The government has even introduced programmes like consumer goods trade-ins, where people can exchange their washing machines, microwaves and rice cookers.

However, researchers are unsure whether these kinds of actions alone are sufficient to address deeper problems in the economy.

They claim that people will need more cash in their hands before pre-Covid levels for saving returns.

China must regain the population’s dog nature, but we are still far from it, according to Shuang Ding, Chief Economist for Greater China and North Asia at Standard Chartered Bank.

” People will have more confidence in consuming and the private business starts to engage and develop, which will increase revenue and the career prospects, and people will start to have more confidence in doing so.”

Savings and investing have also been impacted by high public debt and poverty.

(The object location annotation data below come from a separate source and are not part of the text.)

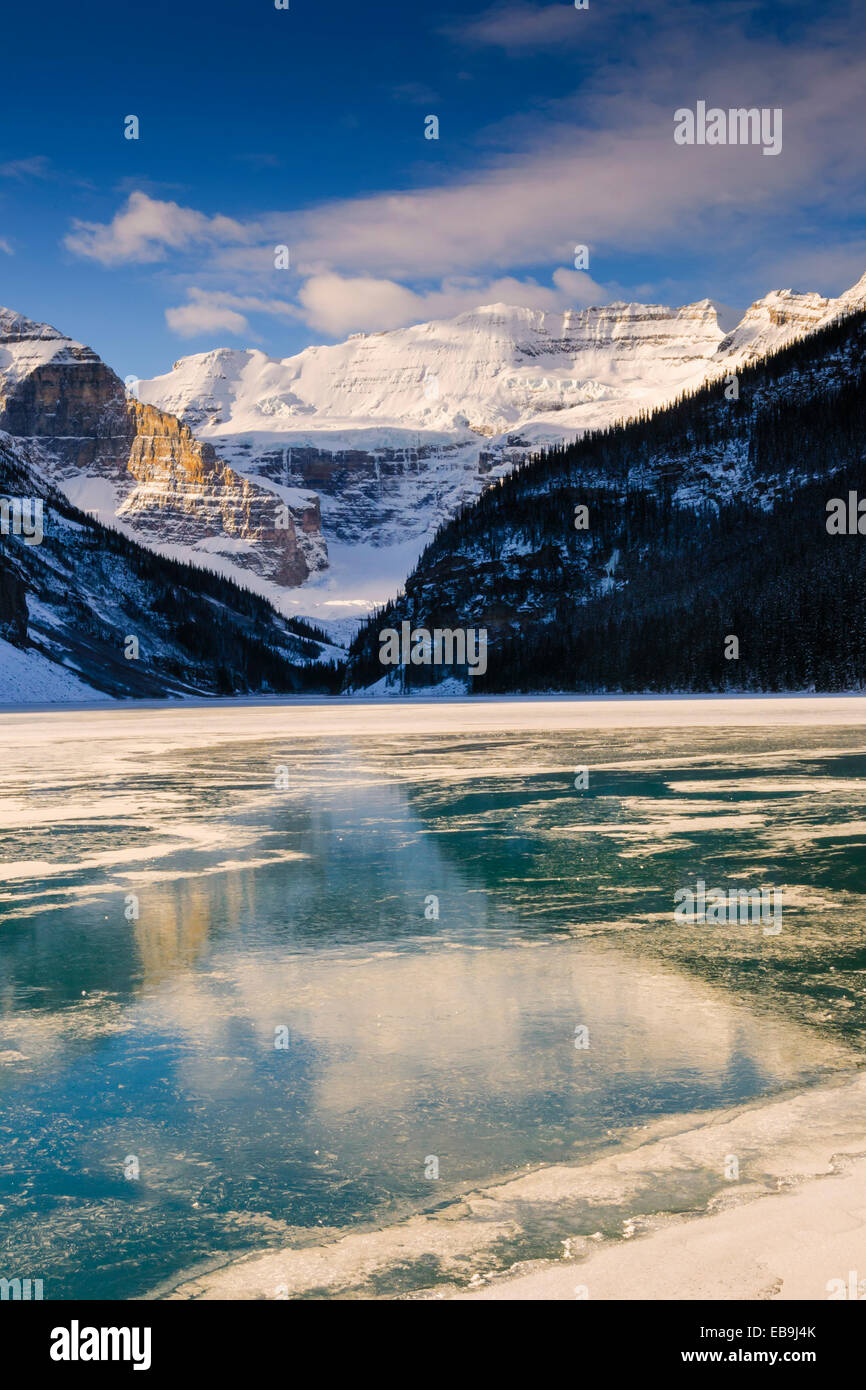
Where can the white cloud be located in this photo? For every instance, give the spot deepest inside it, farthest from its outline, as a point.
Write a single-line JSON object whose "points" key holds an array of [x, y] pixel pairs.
{"points": [[210, 312], [193, 319], [338, 305], [146, 228], [612, 180]]}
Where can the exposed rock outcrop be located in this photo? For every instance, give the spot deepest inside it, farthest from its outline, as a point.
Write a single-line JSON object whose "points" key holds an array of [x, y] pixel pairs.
{"points": [[138, 467]]}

Official figures suggest the youth jobless rate remains high compared to before the pandemic, and that wage rises have stalled.

3. Companies aren’t emigrating to China as much as they once did.

President Xi has pledged to invest in the cutting-edge fields that the government refers to as “new creative forces.”

That has allowed China to lead the charge in fields like solar panel materials and batteries for electric vehicles up until now.

Last month, China even overtook Japan as the country’s biggest automobile exporter.

Getty Images A ro-ro ship of clean energy vehicles, ''BYD Hefei,'' loads new energy vehicles for export to Zeebrugge Port in Belgium at Haitong (Taicang) Automobile Terminal in the Taicang Port district of Suzhou Port in Suzhou, China, on January 11, 2025.Getty Images

However, international businesses are less eager to invest in China because of the lackluster financial picture, doubt over tariffs, and other political uncertainties.

According to Stephanie Leung from the money management system StashAway, it’s not about foreign or domestic investment; rather, it’s about businesses not seeing a bright future.

They want to view a wider group of investors joining,” they said.

For all of these reasons, experts believe the measures to support the economy will only partially alleviate the impact of potential new US tariffs.

In a recent report, Goldman Sachs ‘ Chief China Economist Hui Shan stated that” we expect them to choose the past” and that Beijing must either take big, strong measures or take that the market is not going to grow so quickly.

Mr. Ding from Standard Chartered Bank said that” China needs to stabilise the house areas and produce enough work to maintain cultural stability.”

According to researcher China Dissent Monitor, there were more than 900 protests in China between June and September 2024 led by workers and property owners – 27% more than the same period a year earlier.

The Chinese Communist Party may be concerned about these kinds of social strains brought on by financial concerns and an eroding prosperity.

After all, China’s rapid progress made it a global energy, and the promise of more wealth has largely contributed to its leaders ‘ ability to keep a tight lid on dissent.